Blackeye gobies are diurnal, being primarily active during daytime. They feed almost exclusively on small crustaceans and mollusks. The most common prey include amphipods, copepods, isopods, decapods (particularly hermit crabs), snails, and clams. Other less important prey include annelids and other invertebrates. Parts of echinoderms (mostly sea urchins) and bryozoans are also found in the contents of the stomachs of blackeye gobies, though this is likely the result of incidental ingestion rather than true predation. The preferred prey can vary by season depending on their abundance. Blackeye gobies have also been observed feeding directly on chemosynthetic bacterial mats. It is of particular significance if substantiated, as it would be the first known instance of a fish deriving nutrition directly from chemosynthetic bacteria. Blackeye gobies feed mostly by simply picking off the prey directly from the substrate. Occasionally, they may feed by taking a mouthful of substrate, spitting it out, then picking off edible prey as it drifts to the bottom.

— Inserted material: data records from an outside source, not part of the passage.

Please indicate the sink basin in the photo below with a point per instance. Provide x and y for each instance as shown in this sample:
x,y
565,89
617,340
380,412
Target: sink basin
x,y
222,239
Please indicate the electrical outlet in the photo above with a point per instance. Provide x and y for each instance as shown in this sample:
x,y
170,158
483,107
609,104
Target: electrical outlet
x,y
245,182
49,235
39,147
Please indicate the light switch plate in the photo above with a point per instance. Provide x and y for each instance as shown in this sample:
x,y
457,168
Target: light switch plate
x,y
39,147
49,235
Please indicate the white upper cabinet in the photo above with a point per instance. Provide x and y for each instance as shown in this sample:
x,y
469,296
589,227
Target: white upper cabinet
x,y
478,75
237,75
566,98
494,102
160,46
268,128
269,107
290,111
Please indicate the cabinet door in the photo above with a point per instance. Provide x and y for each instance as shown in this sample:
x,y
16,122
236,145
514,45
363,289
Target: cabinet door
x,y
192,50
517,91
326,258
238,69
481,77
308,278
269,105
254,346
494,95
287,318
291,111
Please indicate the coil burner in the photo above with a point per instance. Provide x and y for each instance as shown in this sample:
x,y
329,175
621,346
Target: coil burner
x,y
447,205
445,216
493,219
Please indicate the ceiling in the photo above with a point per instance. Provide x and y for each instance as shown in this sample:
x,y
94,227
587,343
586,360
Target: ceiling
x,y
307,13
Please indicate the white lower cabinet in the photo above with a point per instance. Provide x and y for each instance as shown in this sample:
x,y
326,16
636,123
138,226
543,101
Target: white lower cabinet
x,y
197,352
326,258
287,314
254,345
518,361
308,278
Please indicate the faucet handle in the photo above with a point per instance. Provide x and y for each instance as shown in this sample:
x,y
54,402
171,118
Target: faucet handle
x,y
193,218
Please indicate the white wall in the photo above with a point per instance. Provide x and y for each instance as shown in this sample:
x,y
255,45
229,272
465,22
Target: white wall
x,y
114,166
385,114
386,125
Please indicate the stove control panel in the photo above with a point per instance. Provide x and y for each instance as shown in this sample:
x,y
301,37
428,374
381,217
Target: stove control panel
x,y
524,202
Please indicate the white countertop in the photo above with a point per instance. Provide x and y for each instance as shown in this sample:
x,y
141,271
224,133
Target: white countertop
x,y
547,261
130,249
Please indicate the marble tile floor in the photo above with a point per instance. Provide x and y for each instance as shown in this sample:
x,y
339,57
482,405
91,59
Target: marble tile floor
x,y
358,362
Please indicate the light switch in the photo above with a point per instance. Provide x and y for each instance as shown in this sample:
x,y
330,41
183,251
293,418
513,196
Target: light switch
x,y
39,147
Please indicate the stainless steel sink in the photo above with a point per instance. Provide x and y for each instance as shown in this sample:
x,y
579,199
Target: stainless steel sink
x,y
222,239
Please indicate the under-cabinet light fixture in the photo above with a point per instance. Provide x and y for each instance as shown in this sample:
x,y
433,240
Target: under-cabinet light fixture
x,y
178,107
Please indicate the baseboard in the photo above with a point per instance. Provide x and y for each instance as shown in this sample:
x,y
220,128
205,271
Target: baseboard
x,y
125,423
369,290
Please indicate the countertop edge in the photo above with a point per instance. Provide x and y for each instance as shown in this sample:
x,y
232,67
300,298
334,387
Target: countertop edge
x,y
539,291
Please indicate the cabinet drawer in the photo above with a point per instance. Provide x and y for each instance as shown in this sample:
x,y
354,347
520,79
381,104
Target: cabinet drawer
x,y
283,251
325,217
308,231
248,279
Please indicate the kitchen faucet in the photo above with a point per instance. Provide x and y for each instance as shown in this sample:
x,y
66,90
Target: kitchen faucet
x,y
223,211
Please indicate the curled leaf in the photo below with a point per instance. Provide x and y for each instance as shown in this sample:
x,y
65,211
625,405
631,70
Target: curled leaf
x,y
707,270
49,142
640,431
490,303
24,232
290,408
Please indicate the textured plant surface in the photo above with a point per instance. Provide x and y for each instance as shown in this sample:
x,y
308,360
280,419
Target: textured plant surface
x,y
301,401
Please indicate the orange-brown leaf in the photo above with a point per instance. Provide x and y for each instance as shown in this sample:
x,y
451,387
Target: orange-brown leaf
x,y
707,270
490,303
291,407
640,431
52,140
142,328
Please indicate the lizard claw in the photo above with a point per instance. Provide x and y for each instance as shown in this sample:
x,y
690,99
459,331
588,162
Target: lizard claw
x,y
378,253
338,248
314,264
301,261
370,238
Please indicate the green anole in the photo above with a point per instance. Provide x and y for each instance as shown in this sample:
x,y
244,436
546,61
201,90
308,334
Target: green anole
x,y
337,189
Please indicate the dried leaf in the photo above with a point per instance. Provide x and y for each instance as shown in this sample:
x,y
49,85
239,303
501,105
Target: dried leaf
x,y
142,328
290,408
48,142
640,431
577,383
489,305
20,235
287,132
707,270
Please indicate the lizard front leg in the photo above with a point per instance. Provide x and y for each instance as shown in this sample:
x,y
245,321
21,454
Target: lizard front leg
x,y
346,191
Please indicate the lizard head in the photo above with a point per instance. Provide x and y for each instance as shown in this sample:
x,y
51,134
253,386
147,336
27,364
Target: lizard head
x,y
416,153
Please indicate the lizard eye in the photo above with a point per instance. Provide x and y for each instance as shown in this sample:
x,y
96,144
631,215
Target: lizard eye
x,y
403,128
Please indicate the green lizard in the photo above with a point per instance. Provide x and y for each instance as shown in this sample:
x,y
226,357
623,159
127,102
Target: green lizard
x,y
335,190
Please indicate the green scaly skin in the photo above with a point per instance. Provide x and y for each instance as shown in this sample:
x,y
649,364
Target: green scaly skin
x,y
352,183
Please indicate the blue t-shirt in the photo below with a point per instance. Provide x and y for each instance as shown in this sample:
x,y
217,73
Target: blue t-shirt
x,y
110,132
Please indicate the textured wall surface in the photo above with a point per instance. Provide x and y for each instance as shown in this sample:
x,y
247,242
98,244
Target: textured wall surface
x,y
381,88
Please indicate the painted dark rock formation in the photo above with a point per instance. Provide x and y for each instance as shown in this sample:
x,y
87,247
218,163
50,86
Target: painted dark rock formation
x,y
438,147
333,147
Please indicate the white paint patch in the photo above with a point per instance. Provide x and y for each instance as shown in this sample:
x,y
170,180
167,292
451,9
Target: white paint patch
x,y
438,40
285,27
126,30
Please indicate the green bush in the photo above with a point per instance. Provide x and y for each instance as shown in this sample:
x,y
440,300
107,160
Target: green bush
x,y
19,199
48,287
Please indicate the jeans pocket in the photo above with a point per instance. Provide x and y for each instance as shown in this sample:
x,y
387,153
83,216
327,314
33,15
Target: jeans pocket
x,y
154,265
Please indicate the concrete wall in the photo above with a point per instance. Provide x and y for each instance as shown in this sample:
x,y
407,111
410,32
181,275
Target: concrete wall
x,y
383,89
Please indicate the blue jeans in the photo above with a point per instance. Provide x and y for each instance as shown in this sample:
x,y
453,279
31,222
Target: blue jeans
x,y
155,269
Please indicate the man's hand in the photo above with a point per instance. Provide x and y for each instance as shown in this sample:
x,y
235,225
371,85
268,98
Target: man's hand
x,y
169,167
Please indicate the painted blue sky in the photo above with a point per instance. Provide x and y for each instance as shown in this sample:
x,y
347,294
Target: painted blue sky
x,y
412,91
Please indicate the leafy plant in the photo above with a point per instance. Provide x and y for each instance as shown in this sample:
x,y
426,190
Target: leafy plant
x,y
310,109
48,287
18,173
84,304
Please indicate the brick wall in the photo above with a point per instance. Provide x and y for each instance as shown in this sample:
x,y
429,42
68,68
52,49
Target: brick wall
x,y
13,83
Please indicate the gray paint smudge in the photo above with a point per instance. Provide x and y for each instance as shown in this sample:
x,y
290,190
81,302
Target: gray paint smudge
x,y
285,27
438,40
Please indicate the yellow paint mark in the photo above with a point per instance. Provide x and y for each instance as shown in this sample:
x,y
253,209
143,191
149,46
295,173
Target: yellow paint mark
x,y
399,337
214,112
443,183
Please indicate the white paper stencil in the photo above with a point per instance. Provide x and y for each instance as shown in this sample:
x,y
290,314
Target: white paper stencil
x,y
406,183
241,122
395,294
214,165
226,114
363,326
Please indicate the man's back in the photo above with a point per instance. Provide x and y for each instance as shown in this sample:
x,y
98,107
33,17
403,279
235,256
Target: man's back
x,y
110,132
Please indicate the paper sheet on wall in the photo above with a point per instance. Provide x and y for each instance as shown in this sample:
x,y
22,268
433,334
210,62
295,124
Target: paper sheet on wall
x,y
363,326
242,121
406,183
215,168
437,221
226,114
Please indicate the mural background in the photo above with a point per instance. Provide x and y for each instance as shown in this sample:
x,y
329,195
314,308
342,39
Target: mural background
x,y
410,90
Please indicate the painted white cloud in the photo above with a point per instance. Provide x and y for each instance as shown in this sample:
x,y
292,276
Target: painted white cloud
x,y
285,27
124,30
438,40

Blackeye gobies are heavily preyed upon, in turn, by bass (such as kelp bass and barred sand bass), rock cod, greenling, and other predatory fishes of their rock and reef habitats, as well as birds such as Brandt's cormorants and double-crested cormorants. Sea urchins of the genus Strongylocentrotus are also known to dislodge blackeye gobies from their territories, possibly as a result of egg predation by the former.

Parasites of blackeye gobies include the trematodes Pronoprymna petrowi and Lecithaster gibbosus.

==In aquaculture==
Blackeye gobies adapt well to aquaria and are often caught alive for such purposes. However, they can be troublesome if kept with other males and other species of fish, as they are extremely territorial and aggressive.